O trabalho estuda como esse tipo de informação se propaga em redes sociais

 

Um trabalho de pesquisadores do CEPID - CeMEAI analisa sistemas complexos para avaliar como rumores e epidemias se propagam em redes sociais e tecnológicas. Entenda como a pesquisa funciona: http://goo.gl/kuwDTm

Publicado por CEPID - CeMEAI em Terça, 1 de dezembro de 2015

Um trabalho de pesquisadores do CeMEAI analisa sistemas complexos para avaliar como é feita a propagação de um rumor ou a disseminação de uma epidemia em redes sociais e tecnológicas. O projeto, intitulado “Modelagem de processos dinâmicos em redes complexas”, é coordenado pelo professor Francisco Rodrigues, do Instituto de Ciências Matemáticas e de Computação (ICMC/USP). Cinco alunos do ICMC estão envolvidos na pesquisa, que começou em 2013. Estatística, inteligência computacional, física e engenharia são algumas das áreas abordadas pelo grupo.

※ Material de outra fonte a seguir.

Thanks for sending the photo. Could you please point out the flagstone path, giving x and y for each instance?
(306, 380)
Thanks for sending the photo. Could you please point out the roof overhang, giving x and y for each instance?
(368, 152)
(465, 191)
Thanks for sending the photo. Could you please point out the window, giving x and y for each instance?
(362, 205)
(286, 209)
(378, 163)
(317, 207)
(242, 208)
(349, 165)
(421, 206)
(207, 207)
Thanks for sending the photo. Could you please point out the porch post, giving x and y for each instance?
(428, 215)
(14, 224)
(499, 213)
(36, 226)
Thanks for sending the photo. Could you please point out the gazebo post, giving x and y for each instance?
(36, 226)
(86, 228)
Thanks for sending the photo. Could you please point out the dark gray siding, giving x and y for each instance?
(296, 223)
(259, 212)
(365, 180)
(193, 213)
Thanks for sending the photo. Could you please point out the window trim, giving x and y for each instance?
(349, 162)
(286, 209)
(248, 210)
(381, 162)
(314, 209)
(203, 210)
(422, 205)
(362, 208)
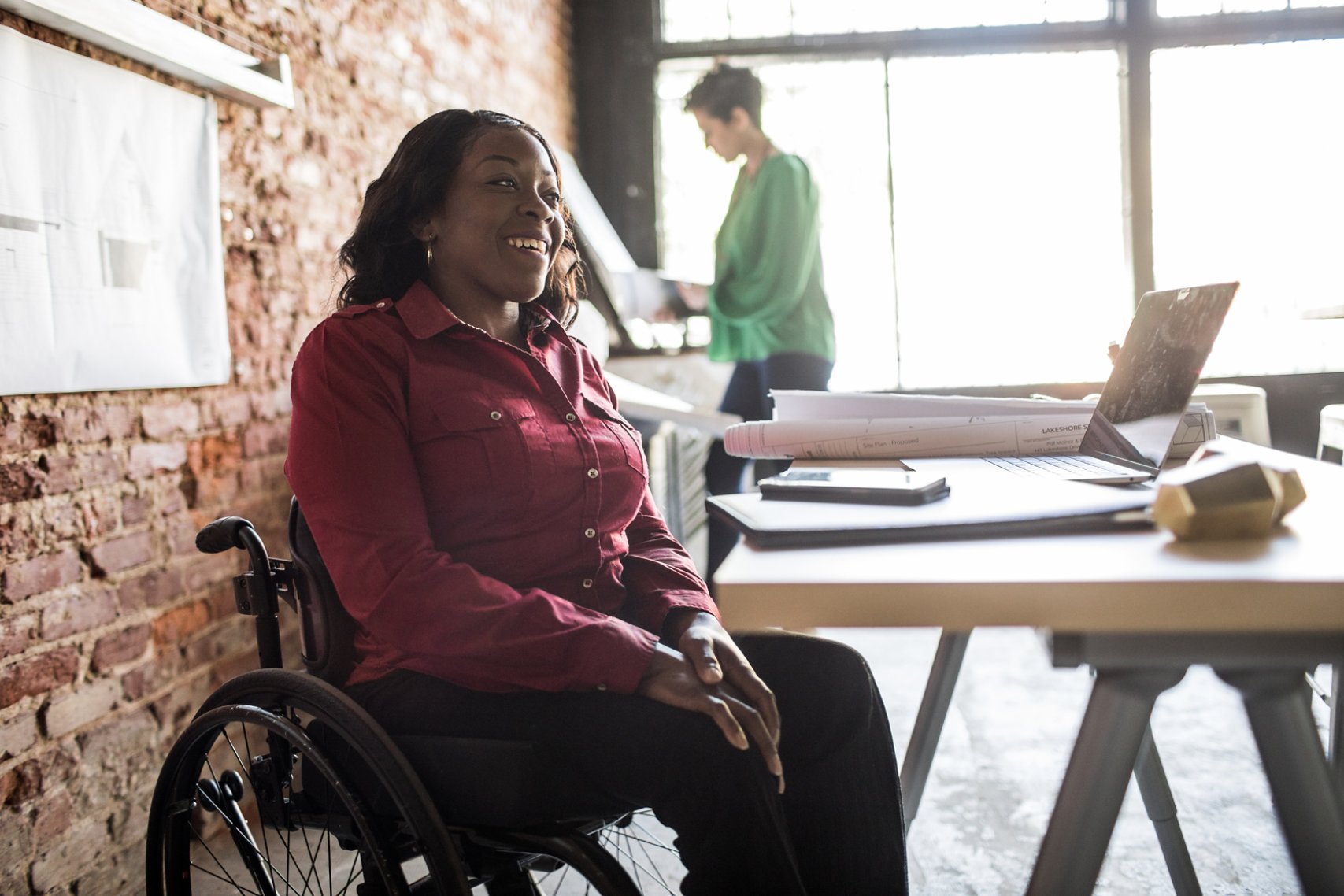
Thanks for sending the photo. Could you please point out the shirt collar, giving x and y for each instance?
(425, 316)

O objetivo do pessoal é propor modelos matemáticos para prever e controlar a propagação de informações ou doenças infecciosas, mas esse estudo pode ser aplicado a outros sistemas, como o das espécies em uma cadeia alimentar ou redes de aeroportos, que são formadas por voos que conectam pares de cidades. O que os pesquisadores fazem é analisar as construções das redes complexas, aquelas em que muitas partes (geralmente milhares) se conectam. No Twitter ou Facebook, por exemplo, cada usuário é um vértice na rede e a interação entre eles forma conexões. Essas conexões podem se dar em vários níveis (patrão e empregado, marido e esposa, pai e filho, colegas de trabalho, amigos de infância, médico e paciente etc.) “A intenção é descobrir como a estrutura da sociedade, que é um sistema complexo, influencia na propagação de uma informação”, ressalta Francisco.

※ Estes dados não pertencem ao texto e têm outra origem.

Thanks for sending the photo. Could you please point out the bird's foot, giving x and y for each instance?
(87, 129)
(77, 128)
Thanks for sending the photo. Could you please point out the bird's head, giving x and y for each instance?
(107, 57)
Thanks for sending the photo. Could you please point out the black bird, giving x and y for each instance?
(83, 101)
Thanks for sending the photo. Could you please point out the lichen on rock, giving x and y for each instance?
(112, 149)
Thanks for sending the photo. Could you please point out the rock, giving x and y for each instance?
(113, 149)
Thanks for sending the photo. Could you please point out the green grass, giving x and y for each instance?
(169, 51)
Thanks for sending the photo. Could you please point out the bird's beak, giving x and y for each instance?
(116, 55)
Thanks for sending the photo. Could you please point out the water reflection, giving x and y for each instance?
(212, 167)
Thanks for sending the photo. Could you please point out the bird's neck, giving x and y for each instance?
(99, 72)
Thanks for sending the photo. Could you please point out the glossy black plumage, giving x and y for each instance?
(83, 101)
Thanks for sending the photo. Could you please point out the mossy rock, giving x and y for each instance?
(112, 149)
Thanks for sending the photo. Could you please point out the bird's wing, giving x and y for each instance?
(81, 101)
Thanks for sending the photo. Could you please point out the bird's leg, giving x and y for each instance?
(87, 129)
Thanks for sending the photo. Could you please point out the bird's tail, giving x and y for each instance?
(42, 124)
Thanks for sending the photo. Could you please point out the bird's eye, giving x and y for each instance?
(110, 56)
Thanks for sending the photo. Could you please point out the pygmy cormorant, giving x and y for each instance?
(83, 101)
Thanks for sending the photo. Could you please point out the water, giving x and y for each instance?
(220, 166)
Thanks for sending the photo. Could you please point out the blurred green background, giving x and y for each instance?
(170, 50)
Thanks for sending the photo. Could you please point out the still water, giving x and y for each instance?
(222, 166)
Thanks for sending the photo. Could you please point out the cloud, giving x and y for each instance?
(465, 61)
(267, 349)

Aos pesquisadores não interessa o conteúdo da informação que está sendo enviada, mas sim a maneira como essas pessoas ou lugares ou células se interligam. Num primeiro momento, eles extraem os dados da web, para então filtrar as informações. Depois, usam os modelos matemáticos para tentar prever os principais propagadores daquele conteúdo. Se for uma epidemia, a partir do mapeamento da propagação, é possível saber quem deve ser vacinado ou isolado para evitar que a doença atinja mais gente. Se for uma informação, onde devo propagá-la para que chegue mais rapidamente a um número maior de pessoas.

Não há prazo para o término do estudo, que já tem seus primeiros resultados. “Já é possível saber que a previsão de um rumor é mais difícil de ser feita do que a de uma epidemia, porque, na doença, a pessoa se recupera, morre ou pega a doença de novo. Já no rumor, tudo pode acontecer. O que muda é o interesse das pessoas quando aquilo já não for mais novidade. E isso pode levar anos como pode acabar em segundos”, complementa Francisco.

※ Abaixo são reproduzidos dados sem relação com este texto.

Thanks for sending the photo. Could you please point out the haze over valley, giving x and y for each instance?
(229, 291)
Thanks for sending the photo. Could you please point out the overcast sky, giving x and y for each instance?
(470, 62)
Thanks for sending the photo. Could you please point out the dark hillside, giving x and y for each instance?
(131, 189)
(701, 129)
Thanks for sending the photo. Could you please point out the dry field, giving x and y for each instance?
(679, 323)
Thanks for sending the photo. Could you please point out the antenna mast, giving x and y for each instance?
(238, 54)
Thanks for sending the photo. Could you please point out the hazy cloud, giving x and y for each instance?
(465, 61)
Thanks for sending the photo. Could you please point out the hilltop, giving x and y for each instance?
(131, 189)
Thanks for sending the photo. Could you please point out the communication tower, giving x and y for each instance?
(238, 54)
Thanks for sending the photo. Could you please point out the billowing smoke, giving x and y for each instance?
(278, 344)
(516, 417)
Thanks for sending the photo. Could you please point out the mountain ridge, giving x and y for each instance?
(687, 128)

O próximo passo da pesquisa, depois do mapeamento dos sistemas complexos escolhidos, é o aperfeiçoamento dos modelos. “Estamos considerando que as relações entre as pessoas são sempre as mesmas. Por exemplo: que você vai ter sempre os mesmos amigos. Mas isso, na realidade, muda. Então temos que levar em contas mudanças, para termos maior eficácia ao estudar a propagação”, conclui o pesquisador.

 

Sobre o CeMEAI

O Centro de Ciências Matemáticas Aplicadas à Indústria (CeMEAI), com sede no Instituto de Ciências Matemáticas e de Computação (ICMC) da USP, em São Carlos, é um dos Centros de Pesquisa, Inovação e Difusão (CEPIDs) financiados pela FAPESP. O CeMEAI é especialmente adaptado e estruturado para promover o uso de ciências matemáticas (em particular matemática aplicada, estatística e ciência da computação) como um recurso industrial.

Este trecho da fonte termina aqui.